Investing.com - Oil prices were struggling to recover from Friday's tumble on Monday, as concerns over the outlook for the global economy continued to weigh on investor sentiment.
U.S. West Texas Intermediate crude futures had fallen over 4% on Friday after weak European economic data sent a shock through global markets that were already unsettled by the Federal Reserve's downward revision of the expected interest rate trajectory earlier in the week. By 8:40AM ET (12:40 GMT), they were trading at $58.87 a barrel, some 50c off Friday's lows but still well below the four-month high it posted on Thursday.
Elsewhere, Brent oil stood at $66.41 a barrel.
Concerns about a potential U.S. recession emerged on Friday as 10-year treasury yields slipped below the three-month rate for the first time since 2007.
Historically, an inverted yield curve - where long-term rates fall below short-term ones - has often signaled an upcoming recession, although only when it is sustained over a period of time.
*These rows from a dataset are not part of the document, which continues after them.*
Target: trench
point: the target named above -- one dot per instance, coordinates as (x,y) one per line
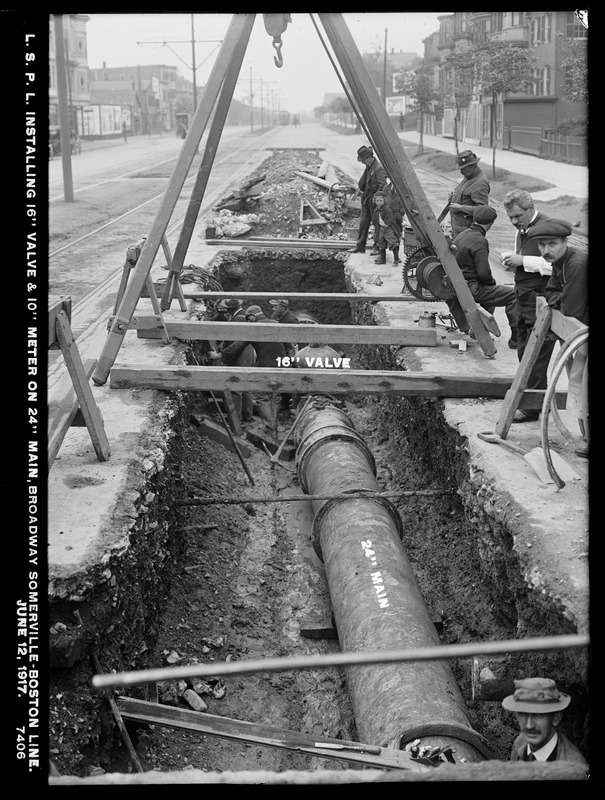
(226,582)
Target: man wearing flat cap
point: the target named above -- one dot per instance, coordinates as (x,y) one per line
(539,707)
(282,313)
(567,291)
(233,310)
(472,256)
(268,354)
(472,191)
(373,179)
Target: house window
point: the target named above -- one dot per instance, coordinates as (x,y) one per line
(575,29)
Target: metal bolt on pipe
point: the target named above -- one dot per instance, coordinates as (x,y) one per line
(375,598)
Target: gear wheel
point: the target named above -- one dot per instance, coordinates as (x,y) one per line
(408,271)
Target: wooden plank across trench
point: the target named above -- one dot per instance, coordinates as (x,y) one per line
(285,244)
(352,297)
(268,735)
(409,336)
(322,381)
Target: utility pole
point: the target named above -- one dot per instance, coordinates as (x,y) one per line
(68,189)
(251,106)
(193,42)
(384,70)
(193,65)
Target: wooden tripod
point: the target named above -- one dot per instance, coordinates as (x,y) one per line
(389,149)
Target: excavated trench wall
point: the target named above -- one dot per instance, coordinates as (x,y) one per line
(460,546)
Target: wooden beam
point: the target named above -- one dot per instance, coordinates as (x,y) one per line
(398,167)
(305,381)
(86,401)
(239,31)
(261,734)
(351,297)
(201,179)
(284,244)
(195,330)
(63,408)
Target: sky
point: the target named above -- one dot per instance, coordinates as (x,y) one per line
(300,85)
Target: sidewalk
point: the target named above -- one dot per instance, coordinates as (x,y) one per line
(567,178)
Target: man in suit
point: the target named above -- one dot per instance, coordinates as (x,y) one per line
(539,707)
(374,178)
(472,256)
(531,276)
(472,191)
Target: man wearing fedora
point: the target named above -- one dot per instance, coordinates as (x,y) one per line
(472,191)
(373,179)
(472,256)
(539,707)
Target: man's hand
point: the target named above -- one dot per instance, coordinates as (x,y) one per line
(512,261)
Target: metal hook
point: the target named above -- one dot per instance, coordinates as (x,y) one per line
(278,59)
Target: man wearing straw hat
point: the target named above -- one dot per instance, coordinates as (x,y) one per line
(539,707)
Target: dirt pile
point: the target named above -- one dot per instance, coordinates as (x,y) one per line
(282,192)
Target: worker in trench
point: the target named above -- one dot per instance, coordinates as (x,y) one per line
(539,705)
(374,178)
(390,227)
(233,310)
(284,315)
(472,191)
(268,354)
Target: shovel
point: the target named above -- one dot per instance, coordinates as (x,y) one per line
(537,460)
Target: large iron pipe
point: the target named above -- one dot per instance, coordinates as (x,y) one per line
(375,598)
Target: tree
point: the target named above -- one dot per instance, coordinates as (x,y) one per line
(501,69)
(420,86)
(575,66)
(459,81)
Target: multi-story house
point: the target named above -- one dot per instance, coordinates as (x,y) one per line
(151,94)
(520,119)
(76,63)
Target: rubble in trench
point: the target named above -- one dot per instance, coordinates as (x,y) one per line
(227,582)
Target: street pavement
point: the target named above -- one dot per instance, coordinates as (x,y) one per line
(568,179)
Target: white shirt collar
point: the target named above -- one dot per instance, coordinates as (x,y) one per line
(543,752)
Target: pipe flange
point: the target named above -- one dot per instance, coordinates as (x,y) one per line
(329,505)
(447,729)
(305,451)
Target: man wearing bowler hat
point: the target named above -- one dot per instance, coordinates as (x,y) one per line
(472,191)
(373,179)
(539,707)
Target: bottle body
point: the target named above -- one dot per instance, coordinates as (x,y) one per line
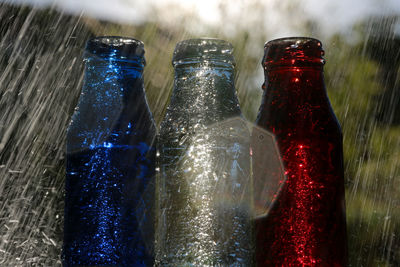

ANZ bank said the darkening economic outlook "overshadowed the supply-side issues" the oil market was facing amid supply cuts led by producer club OPEC as well as the U.S. sanctions on Venezuela and Iran.
OPEC, which together with some non-affiliated producers like Russia, known as 'OPEC+', agreed late last year to reduce output by 1.2 million barrels per day (bpd) to remove a glut and prop up prices.
Commerzbank (DE:CBKG) analysts noted declines in U.S. crude stocks and expenditure by U.S. shale firms were also providing support.
"Oil market-specific reports, which point to tighter supply, are preventing prices from falling any more sharply," the analysts said.
Offering a hint on future production activity, U.S. energy firms reduced the number of oil rigs operating for a fifth week in a row. The rig count fell by nine to 824 last week, the lowest count in nearly a year.